1. The Novelty of the System

Because the shift to a new taxation system is sudden and jarring, many businesses across the country, especially those that toe the line between the organized and the unorganized sector, will find it hard to grasp the new process. Not all business owners will be good with technology. The fact that the entire system is digitized is definitely an advantage on many accounts. Still, we should keep in mind that literacy in technology in India is relatively low. Further aggravating the ignorance of the new Act is the fact that it was passed in the middle of a financial year.

The GST Network can be a bit tricky for the average citizen to maneuver, and even the small task of checking the GST registration status is a task for someone who does not know their way around computers.

2. Increase in Operational Costs

Businesses are known to employ professionals to manage their taxes. Because of the unfamiliarity of the new procedure, many companies will be forced to avail the services of tax professionals and outsource the calculation and handling of taxes. This will cause an increase in the budget spent for operations across all areas of business. Furthermore, many companies will have to spend a lot of money educating their employees on the new GST structure to ensure that each employee is compliant with the new taxation system.

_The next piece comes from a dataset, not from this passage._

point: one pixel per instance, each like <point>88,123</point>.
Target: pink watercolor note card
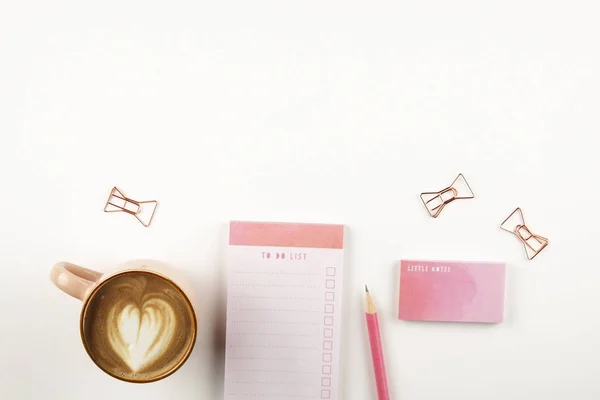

3. Increased Costs for Software Upgradation

Businesses having software to calculate their taxes are now useless because of the change brought about by the CGST Act. Purchasing an entirely new software for this purpose and training their employees on how to use it will lead to further increase in expenditure for many firms. Several software developers have already come up with new software to calculate and manage GST, however, not many businesses have access to those.